Wenn du auf Hygiene, Insektenschutzmittel und Hautpflege achtest, wirst du wahrscheinlich gesund bleiben. Vielleicht wirst du ein paar harmlose Darmprobleme haben.

Essen und Trinken

Es kann in Ecuador sehr heiß werden und wenn du nicht genug trinkst, besteht das Risiko der Dehydration. Dieses Risiko steigt mit zunehmender Höhe. Im Allgemeinen ist das Leitungswasser für den menschlichen Konsum ungeeignet. Mineralwasser wird fast überall verkauft. Wenn du Getränke bestellst, solltest du sie ohne Eis bestellen, da diese meist aus Leitungswasser hergestellt werden und Bakterien enthalten. In kleinen Cafés kannst du besser keinen Salat oder Obst essen, dass schon zubereitet ist. Wähle gut besuchte Restaurants. Je mehr Menschen dort essen, desto größer ist die Zirkulation der schon zubereiteten Produkte. Wasche deine Hände, bevor du isst und schneide deine Fingernägel regelmäßig.  

Sonnenbrand und Hitze

Sonnenbrand sorgt regelmäßig für Gesundheitsprobleme. Es ist viel leichter, einen Sonnenbrand oder Hitzeschlag zu bekommen als man denkt. Du solltest die Sonne während der Mittagszeit vermeiden, immer eine Kopfbedeckung (oder einen Schirm nutzen) und eine gute Sonnenbrille tragen, wenn du wanderst oder Rad fährst. Außerdem solltest du Sonnencreme mit einem hohen Lichtschutzfaktor auftragen, bevor du rausgehst. Bei hohen Temperaturen steigt der Bedarf des Körpers für Wasser und Salz stark an. Sorge dafür, dass du ausreichend trinkst. Lass es in den heißen Stunden des Tages langsam angehen. Behandle kleine Kratzer, Wunden oder Insektenstiche immer mit einer antiseptischen Crème, bevor sie sich entzünden.

Durchfall

Durchfall ist nach Sonnenbrand das häufigste Gesundheitsproblem. Reisende werden häufig auf ihrer Reise für ein paar Tage getroffen. In den meisten Fällen ist dies ein völlig harmloses Phänomen, das durch die Nahrungsumstellung,  die Hitze oder harmlose Bakterien auftritt. Meist weiß sich der Körper selbst zu helfen.
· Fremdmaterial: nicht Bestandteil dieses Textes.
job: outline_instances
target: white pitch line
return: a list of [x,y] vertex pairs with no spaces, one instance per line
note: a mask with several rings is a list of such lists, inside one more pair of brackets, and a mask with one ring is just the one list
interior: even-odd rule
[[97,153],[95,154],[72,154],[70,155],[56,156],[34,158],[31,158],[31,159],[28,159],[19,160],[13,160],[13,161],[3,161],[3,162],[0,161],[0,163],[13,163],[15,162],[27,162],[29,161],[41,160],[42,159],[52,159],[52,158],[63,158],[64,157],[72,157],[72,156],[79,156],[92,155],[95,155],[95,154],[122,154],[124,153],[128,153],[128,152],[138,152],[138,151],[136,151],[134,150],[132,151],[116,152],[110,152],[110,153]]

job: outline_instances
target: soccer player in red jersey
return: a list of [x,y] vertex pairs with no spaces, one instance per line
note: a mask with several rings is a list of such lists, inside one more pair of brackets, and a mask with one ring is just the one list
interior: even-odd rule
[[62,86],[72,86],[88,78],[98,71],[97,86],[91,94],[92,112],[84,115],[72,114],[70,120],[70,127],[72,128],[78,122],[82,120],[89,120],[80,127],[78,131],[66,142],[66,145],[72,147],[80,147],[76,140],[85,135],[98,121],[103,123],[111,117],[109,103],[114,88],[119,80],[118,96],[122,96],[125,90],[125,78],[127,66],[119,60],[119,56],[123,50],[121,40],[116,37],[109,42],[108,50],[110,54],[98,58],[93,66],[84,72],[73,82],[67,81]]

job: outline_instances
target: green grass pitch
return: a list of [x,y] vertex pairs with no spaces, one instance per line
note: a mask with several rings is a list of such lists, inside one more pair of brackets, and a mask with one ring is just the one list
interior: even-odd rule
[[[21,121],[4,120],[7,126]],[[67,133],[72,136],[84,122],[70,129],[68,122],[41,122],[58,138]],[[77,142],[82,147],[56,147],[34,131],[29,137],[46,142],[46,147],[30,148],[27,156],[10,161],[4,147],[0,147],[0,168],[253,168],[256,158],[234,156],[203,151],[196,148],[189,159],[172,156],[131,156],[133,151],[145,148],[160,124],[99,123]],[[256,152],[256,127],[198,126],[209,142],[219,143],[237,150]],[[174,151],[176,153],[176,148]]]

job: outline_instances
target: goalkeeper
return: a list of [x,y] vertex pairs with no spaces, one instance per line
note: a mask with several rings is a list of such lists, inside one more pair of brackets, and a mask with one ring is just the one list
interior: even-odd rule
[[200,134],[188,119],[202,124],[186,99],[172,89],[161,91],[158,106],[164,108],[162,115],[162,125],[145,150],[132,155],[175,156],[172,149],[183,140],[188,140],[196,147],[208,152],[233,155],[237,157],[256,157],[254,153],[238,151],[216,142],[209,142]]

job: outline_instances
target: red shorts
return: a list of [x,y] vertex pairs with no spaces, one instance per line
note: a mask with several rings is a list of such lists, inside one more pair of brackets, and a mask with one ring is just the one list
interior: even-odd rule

Das größte Risiko ist Dehydration, vor allem bei Kindern. Dies tritt auf, wenn der Körper mehr Flüssigkeit, Salze und Zucker ausscheidet als zugeführt werden. Das Resultat sind Apathie und Schwäche. Um dem vorzusorgen, kann man eine Lösung aus Wasser und ORS (Oral Rehydration Solution) trinken. Man bekommt sie in den meisten Apotheken und sie enthalten alle Mineralien und Zucker, die man bei Durchfall verliert. Anstatt den ORS kann man auch Kohlensäuren- freie Erfrischungsgetränke und sehr salzige Brühe zu sich nehmen. Für viele Menschen hat Coca Cola in den ersten Phasen des Durchfalls einen günstigen verstopfenden Effekt. Wenn der Durchfall von hohem Fieber und/oder blutigem Stuhl begleitet wird, sollte man einen Arzt aufsuchen. Wenn der Durchfall ohne die obengenannten Symptome mehr als ein paar Tage auftritt oder du reisen musst, kannst du Imodium (oder Diacure) einnehmen. Dies ist ein starkes Medikament, das Darmbewegungen für ein paar Stunden verhindert.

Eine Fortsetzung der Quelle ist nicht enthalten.